Dealing with unexplained infertility can be incredibly challenging, especially because you don’t know the reason behind your struggles to conceive.

While lifestyle changes, timed intercourse, and medical treatments like Clomiphene citrate, intrauterine insemination (IUI), or in vitro fertilization (IVF) are commonly recommended by your general practitioner or reproductive endocrinologist, there may be other options to explore. In recent years, acupuncture has become an increasingly popular complementary treatment for couples experiencing unexplained infertility. Here we will analyse the reasons why acupuncture maybe your best option.

What role does acupuncture play in treating unexplained infertility?

At our clinic, we have seen firsthand the benefits and positive results that reproductive acupuncture can bring to couples struggling to conceive. In fact, we have witnessed some patients who had previously tried other treatments for for many years, conceive naturally under our care.

However, acupuncture research is underfunded and methodologically/technically challenging, therefore there are only a few research papers that specifically explore unexplained infertility.

So understandably, I was excited to see a paper that took on the challenge and shed light on acupuncture’s potential for unexplained infertility.

In this study researchers from  China divided women with unexplained infertility into two groups, one receiving acupuncture and the other serving as a control. Both groups were trying to conceive for approximately 5 years. Upon enrolling into the trial all couples had comprehensive fertility workup that included a Hysterosalpingogram (HSG) – a test for blocked Fallopian tubes.

Following HSG, both groups were requested to try conceive naturally for up to cycles or until pregnancy occurred. All women were prescribed 10,000 IU of hCG to trigger ovulation. If not pregnant they underwent 1 – 3 cycles of controlled ovarian hyperstimulation (COH) and timed intercourse.

The acupuncture group had acupuncture for 3 menstrual cycles additionally to prescribed treatments.

The results were worth attention.

Overall pregnancy rates in both groups were higher than is typical for COH. The authors’ reason that this could also be caused by the HSG test. This sounds right, as similar results were achieved in the recent trial using Lipoidal flushing.

There were no significant differences between pregnancy rates in the acupuncture and control groups. However, there was one important difference. Fewer women had to undergo COH, as they were able to conceive naturally. In other words, it was easier for women in the acupuncture group to fall pregnant naturally without the need to resort to controlled ovarian hyperstimulation.

Authors conclude that acupuncture can be used as an adjunctive treatment for couples with unexplained infertility.

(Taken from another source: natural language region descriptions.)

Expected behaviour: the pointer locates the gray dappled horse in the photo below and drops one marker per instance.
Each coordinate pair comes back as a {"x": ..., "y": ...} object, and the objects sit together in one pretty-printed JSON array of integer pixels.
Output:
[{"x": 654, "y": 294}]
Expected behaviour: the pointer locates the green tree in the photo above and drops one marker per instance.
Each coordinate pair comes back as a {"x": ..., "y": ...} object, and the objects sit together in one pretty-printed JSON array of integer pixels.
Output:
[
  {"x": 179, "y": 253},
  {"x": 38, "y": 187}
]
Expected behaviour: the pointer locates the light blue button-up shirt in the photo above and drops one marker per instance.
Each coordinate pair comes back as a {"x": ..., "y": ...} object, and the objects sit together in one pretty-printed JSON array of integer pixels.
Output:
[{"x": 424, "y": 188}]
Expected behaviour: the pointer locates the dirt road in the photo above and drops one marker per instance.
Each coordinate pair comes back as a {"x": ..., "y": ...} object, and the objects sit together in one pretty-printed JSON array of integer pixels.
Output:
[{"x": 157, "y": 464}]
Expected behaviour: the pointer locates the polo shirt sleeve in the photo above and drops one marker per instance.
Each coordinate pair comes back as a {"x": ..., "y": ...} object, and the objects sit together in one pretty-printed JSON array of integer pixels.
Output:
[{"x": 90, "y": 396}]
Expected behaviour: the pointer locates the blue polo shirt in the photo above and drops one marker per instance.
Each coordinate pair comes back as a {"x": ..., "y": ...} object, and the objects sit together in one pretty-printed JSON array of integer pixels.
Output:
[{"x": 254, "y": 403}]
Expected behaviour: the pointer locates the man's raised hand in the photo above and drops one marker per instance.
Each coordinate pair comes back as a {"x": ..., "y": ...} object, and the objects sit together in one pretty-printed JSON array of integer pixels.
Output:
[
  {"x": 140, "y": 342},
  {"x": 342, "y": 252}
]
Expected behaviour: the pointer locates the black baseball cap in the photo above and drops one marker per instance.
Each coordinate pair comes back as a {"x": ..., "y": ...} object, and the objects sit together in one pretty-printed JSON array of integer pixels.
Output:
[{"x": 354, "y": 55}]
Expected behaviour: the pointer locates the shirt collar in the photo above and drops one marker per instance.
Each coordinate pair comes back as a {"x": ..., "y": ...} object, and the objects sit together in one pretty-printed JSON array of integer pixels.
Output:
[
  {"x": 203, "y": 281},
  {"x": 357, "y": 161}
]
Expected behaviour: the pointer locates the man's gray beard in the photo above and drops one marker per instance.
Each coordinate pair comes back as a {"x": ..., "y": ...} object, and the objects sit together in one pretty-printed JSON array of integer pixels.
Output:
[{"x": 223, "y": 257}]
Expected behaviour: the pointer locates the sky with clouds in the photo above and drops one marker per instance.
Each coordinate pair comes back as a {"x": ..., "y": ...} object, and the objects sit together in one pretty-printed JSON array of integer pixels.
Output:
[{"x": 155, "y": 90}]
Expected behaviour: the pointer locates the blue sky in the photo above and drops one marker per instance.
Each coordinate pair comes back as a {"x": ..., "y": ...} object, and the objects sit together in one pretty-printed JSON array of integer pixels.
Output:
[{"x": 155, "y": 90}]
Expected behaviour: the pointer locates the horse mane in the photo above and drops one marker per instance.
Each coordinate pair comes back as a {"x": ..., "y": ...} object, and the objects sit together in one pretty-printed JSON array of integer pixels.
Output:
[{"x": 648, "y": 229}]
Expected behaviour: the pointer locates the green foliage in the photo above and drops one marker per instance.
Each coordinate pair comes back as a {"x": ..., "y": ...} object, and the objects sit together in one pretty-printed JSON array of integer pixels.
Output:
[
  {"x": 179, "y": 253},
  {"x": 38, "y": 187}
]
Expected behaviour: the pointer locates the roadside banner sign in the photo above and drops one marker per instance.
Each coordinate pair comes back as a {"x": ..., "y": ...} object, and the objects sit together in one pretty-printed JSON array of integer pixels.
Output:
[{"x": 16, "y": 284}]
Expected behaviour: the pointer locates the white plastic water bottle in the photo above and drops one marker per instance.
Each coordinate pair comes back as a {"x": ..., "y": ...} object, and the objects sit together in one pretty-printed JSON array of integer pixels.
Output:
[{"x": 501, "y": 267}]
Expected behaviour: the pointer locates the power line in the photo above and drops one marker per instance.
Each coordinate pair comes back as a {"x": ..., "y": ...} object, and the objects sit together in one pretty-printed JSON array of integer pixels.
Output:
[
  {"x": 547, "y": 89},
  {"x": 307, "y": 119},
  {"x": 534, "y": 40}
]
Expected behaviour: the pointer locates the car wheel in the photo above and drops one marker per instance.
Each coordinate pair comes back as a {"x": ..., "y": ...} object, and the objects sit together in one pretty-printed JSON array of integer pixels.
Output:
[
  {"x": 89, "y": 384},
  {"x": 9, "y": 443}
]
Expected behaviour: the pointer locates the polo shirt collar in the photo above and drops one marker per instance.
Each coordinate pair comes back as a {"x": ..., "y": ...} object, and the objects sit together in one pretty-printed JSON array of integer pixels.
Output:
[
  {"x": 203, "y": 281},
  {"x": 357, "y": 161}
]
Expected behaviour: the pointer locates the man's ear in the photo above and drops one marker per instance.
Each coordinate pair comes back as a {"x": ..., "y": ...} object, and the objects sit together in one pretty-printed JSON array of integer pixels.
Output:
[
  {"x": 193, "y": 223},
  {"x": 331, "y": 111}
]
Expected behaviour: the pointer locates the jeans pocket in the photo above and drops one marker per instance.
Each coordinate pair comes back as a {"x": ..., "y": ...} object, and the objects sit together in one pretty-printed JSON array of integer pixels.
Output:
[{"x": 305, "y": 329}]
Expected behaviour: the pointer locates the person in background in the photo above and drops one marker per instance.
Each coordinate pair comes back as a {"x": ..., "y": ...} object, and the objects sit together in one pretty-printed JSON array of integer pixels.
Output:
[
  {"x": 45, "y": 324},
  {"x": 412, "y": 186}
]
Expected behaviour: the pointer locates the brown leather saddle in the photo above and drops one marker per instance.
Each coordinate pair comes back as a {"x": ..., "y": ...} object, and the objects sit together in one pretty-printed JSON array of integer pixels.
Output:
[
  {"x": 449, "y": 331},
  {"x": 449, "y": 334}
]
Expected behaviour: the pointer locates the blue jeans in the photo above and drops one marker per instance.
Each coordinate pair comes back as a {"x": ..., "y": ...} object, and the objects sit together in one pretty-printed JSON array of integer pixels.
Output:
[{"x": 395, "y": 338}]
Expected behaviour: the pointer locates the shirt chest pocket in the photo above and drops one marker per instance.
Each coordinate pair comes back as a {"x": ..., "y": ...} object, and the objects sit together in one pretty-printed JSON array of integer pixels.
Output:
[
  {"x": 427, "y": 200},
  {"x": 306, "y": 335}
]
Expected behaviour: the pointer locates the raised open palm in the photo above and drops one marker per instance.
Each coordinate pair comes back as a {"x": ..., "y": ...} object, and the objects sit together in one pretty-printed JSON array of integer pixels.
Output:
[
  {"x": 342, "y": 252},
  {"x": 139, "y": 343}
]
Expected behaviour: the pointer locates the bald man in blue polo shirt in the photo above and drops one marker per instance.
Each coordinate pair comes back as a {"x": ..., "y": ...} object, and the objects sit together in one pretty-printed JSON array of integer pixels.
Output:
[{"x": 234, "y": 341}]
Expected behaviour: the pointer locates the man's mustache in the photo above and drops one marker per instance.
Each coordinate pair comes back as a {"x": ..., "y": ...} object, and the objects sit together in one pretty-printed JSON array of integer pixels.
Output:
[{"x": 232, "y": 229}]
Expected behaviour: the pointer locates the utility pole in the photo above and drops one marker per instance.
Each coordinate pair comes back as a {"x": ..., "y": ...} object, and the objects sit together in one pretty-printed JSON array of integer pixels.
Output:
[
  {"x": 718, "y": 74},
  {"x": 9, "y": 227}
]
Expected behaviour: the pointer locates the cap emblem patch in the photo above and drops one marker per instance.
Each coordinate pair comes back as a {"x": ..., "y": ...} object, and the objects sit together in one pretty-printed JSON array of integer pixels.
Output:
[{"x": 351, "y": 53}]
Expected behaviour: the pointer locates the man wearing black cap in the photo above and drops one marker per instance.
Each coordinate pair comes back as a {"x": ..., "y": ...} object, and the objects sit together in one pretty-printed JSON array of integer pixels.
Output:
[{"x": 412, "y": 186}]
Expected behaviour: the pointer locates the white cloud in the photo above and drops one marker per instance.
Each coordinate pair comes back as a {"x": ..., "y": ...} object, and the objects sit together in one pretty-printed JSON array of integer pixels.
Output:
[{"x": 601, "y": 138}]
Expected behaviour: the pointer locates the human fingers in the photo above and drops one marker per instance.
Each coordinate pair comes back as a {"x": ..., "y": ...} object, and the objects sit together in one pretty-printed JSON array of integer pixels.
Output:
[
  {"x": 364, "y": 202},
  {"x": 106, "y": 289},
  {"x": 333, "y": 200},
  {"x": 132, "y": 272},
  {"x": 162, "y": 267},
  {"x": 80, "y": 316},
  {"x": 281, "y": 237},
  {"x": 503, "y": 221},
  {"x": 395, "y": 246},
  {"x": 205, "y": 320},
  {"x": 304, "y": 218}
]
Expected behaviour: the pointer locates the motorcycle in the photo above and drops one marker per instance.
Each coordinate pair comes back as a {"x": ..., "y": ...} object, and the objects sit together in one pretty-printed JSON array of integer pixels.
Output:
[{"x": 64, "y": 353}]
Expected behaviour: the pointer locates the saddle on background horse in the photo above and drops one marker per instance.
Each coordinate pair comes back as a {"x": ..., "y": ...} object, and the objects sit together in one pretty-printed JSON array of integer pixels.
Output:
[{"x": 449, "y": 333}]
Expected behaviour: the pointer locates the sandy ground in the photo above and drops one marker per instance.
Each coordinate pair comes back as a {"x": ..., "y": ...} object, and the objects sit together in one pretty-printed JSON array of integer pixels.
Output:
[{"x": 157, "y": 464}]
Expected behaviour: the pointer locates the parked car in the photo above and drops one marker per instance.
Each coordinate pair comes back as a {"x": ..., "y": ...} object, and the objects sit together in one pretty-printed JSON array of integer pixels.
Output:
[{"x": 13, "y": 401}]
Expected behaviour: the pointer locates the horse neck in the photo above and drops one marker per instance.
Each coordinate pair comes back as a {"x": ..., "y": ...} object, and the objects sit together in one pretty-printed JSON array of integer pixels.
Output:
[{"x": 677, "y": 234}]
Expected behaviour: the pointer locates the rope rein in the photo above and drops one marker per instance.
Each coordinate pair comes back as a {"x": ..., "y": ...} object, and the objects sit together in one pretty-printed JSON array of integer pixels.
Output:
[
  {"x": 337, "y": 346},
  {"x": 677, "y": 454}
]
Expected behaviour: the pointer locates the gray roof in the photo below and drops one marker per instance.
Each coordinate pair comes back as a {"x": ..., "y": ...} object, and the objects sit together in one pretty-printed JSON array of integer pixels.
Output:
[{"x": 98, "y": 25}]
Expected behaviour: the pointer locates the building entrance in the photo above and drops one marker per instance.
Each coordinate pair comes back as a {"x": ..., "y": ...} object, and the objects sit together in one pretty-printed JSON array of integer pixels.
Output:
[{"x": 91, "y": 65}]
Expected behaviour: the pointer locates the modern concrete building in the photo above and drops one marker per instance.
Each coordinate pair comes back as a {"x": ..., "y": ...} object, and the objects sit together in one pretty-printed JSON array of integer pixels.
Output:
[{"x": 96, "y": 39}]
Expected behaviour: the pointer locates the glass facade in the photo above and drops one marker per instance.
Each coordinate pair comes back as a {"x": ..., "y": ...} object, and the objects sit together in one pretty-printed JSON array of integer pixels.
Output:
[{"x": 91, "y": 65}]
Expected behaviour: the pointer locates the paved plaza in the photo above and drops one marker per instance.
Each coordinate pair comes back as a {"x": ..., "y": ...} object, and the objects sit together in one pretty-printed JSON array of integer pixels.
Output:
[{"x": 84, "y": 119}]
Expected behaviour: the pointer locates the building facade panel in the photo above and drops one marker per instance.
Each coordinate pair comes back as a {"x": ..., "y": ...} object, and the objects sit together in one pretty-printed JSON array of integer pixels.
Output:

Acupuncture made a difference for these couples by reducing time to conception. In other words, it shortened the heartache of the infertility journey.

Treatment of Unexplained Infertility by Acupuncture in Natural and Control Ovarian Hyperstimulation Cycles: A Prospective Analysis

Liuhong Cai, Rihan Hai, Bin Zhang, Yanfei Wen, Minhui Zen, Manbo Jiang


Acupuncture is an important method of treatment in Chinese medicine. The objective of this study
was to evaluate the efficacy of acupuncture as an adjuvant treatment for unexplained infertility. Here we conducted a prospective study, with data consisting of acupuncture group (38 cases) and control group (42 cases). Infertility evaluation workup consisted of semen analysis, ovulation assessment, hysterosalpingogram (HSG) and blood analysis. The patients in acupuncture group received 3 acupuncture sessions, and each at seven acupuncture points (EX-CA1, CV4, CV6, SP10, ST36, SP6, and KI3). The session started 12 days before menstruation and continued for 10 days. The patients in control group did not receive acupuncture. All patients tried 1 – 3 natural cycles 3  months after HSG test, if not pregnant, underwent 1 – 3 cycles of control ovarian hyperstimulation (COH) and timed intercourse. Pregnancy was evaluated by measurement of blood human chorionic gonadotrophin (?-hCG) and subsequent trans-vaginal ultrasound. No significant difference of clinical pregnancy rate was found between the acupuncture group and the control group, however, numbers of COH cycles were significantly less and more pregnancies occurred in a natural cycle in the acupuncture group.

We concluded that acupuncture can be used as an adjuvant treatment for unexplained infertility. Although acupuncture did not increase the cumulative pregnancy rate, it decreased the number of COH cycles and more patients got pregnant in natural cycles after receiving acupuncture.